« Il faudrait toujours être en route pour l’Alaska. »
Kodiak, Alaska, The Last Frontier. Nulle part ailleurs n’existe un bout de monde qui me fasse tant rêver. Combien de fois m’y suis-je imaginée, à mille milles de toute terre habitée, goûtant aux saveurs de l’instant. Combien de fois me suis-je dit que là-bas, je pourrais vivre de ce temps en suspens, des heures et des heures sur le fil fragile de ce bonheur que l’on capte à même le souffle de l’infiniment petit, pour autant que l’on apprenne à respirer en accord avec le vent du Nord. Un toit, quatre murs, une cabane pour abriter mes rêves. Et au bord de ce lac, la poésie d’une nature sauvage qui n’a de limites que ses forêts à perte de vue. Il y aurait des grizzlys, ça oui, peut-être arriverais-je même à m’y faire (mais j'en doute...). Un bout de monde et toute cette blancheur. Goûter au silence.
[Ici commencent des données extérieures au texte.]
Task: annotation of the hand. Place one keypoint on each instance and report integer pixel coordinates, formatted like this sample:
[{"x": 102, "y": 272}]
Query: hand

« On quitte enfin la terre, je sais déjà que je n’en reviendrai jamais. »
Kodiak, Alaska. Lili en avait aussi rêvé. Elle avait une fougueuse envie d’aller y pêcher la morue, d’apprendre le métier de marin. De tout foutre en l’air et de changer de cap. Qui n’en a jamais rêvés au moins une seule fois? Surtout, ne plus revenir vers cette vie d’avant, se faire passer pour morte s’il le faut. Vivre éternellement dans un bateau, ne plus jamais poser le pied à terre, sous peur de tanguer et de perdre ses repères...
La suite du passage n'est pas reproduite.